Economic growth should include the “bottom” 99.9%, not just the .1%, the only question being, how best to accomplish that. Modern Monetary Theory (MMT) favors giving everyone a job. Monetary Sovereignty (MS) favors giving everyone money. The five articles describe the pros and cons of each approach.

Five reasons why we should eliminate school loans

Monetarily non-sovereign State and local governments, despite their limited finances, support grades K-12. That level of education may have been sufficient for a largely agrarian economy, but not for our currently more technical economy that demands greater numbers of highly educated workers.
Because state and local funding is so limited, grades K-12 receive short shrift, especially those schools whose populations come from the lowest economic groups. And college is too costly for most families.
An educated populace benefits a nation, and benefitting the nation is the purpose of the federal government, which has the unlimited ability to pay for K-16 and beyond.

Salary for attending school. Even were schooling to be completely free, many young people cannot attend, because they and their families cannot afford to support non-workers. In a foundering boat, everyone needs to bail, and no one can take time off for study.
If a young person’s “job” is to learn and be productive, he/she should be paid to do that job, especially since that job is one of America’s most important.

Businesses are dollar-transferring machines. They transfer dollars from customers to employees, suppliers, shareholders and the federal government (the later having no use for those dollars). Any tax on businesses reduces the amount going to employees, suppliers and shareholders, which diminishes the economy. Ultimately, all business taxes reduce your personal income.

7. INCREASE THE STANDARD INCOME TAX DEDUCTION, ANNUALLY. (Refer to this.) Federal taxes punish taxpayers and harm the economy. The federal government has no need for those punishing and harmful tax dollars. There are several ways to reduce taxes, and we should evaluate and choose the most progressive approaches.
Cutting FICA and business taxes would be a good early step, as both dramatically affect the 99%. Annual increases in the standard income tax deduction, and a reverse income tax also would provide benefits from the bottom up. Both would narrow the Gap.

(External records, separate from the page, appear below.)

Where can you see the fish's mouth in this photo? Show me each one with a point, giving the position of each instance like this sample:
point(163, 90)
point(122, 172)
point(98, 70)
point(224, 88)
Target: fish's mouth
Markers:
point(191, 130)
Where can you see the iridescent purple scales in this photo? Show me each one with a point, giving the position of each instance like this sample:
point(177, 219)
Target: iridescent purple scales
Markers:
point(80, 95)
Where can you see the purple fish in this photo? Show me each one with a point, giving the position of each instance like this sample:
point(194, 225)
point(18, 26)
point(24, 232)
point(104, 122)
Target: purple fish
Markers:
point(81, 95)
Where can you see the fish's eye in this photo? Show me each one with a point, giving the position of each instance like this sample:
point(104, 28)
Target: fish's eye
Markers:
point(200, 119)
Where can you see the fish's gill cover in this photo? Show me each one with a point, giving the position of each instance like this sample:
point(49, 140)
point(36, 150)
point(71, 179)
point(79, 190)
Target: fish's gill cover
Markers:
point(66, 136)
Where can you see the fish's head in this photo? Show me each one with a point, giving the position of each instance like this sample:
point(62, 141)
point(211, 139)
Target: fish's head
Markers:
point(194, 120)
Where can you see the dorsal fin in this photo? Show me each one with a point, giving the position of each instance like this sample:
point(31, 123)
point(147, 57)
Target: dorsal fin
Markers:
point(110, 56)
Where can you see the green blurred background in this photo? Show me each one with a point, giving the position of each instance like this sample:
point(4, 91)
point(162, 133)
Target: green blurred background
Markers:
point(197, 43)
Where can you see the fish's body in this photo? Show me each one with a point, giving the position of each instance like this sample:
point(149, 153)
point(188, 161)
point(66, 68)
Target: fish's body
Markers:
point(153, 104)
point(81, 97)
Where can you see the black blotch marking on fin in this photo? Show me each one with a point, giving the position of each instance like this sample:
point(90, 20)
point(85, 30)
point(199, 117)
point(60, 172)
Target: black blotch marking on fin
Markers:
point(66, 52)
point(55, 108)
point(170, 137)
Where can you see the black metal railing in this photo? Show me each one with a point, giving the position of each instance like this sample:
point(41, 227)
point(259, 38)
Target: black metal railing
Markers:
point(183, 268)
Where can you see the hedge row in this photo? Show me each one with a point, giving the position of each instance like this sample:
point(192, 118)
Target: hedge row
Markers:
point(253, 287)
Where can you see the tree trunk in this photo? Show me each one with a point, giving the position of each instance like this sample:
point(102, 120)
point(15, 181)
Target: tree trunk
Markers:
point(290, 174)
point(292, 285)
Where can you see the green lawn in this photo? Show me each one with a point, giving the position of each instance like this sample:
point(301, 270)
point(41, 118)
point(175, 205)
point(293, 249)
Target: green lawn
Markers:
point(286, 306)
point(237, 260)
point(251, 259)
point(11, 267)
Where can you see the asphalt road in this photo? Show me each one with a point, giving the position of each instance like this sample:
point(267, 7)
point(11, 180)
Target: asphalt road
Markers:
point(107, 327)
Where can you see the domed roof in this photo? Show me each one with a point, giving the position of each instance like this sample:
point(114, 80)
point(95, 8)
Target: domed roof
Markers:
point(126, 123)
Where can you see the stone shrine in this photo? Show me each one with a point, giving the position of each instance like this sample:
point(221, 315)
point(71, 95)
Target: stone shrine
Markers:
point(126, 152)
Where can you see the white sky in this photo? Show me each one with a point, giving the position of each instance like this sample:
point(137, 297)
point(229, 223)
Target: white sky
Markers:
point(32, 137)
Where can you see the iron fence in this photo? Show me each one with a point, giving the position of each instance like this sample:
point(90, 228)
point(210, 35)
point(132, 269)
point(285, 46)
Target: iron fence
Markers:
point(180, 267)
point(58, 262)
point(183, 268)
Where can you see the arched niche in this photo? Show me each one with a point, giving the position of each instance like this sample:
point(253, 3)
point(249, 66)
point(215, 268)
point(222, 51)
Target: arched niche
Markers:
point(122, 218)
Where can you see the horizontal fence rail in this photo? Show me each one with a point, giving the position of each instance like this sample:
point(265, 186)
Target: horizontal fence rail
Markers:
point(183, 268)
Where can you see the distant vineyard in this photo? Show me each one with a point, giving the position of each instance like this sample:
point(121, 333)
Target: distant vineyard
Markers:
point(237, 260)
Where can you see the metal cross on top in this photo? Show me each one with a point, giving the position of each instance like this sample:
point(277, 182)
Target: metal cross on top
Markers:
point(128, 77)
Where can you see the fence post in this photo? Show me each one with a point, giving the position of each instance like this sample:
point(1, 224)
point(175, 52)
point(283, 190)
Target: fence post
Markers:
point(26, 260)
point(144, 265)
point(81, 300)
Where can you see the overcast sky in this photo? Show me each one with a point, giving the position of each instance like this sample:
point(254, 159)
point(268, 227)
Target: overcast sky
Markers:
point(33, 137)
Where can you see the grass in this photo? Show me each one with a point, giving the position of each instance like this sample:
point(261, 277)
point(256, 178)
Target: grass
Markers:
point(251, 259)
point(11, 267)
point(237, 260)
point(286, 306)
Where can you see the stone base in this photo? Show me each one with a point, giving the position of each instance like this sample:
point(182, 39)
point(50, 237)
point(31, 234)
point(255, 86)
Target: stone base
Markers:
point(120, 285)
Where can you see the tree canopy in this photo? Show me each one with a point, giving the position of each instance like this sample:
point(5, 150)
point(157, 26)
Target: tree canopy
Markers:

There was a time when I argued against increasing anyone’s federal taxes. After all, the federal government has no need for tax dollars, and all taxes reduce Gross Domestic Product, thereby negatively affecting the entire economy, including the 99.9%.
But I have come to realize that narrowing the Gap requires trimming the top. It simply would not be possible to provide the 99.9% with enough benefits to narrow the Gap in any meaningful way. Bill Gates reportedly owns $70 billion. To get to that level, he must have been earning $10 billion a year. Pick any acceptable Gap (1000 to 1?), and the lowest paid American would have to receive $10 million a year. Unreasonable.

(Click The end of private banking and How should America decide “who-gets-money”?)
Banks have created all the dollars that exist. Even dollars created at the direction of the federal government, actually come into being when banks increase the numbers in checking accounts. This gives the banks enormous financial power, and as we all know, power corrupts — especially when multiplied by a profit motive.
Although the federal government also is powerful and corrupted, it does not suffer from a profit motive, the world’s most corrupting influence.

10. INCREASE FEDERAL SPENDING ON THE MYRIAD INITIATIVES THAT BENEFIT AMERICA’S 99.9% (Federal agencies)Browse the agencies. See how many agencies benefit the lower- and middle-income/wealth/ power groups, by adding dollars to the economy and/or by actions more beneficial to the 99.9% than to the .1%.
Save this reference as your primer to current economics. Sadly, much of the material is not being taught in American schools, which is all the more reason for you to use it.

The Ten Steps will grow the economy, and narrow the income/wealth/power Gap between the rich and you.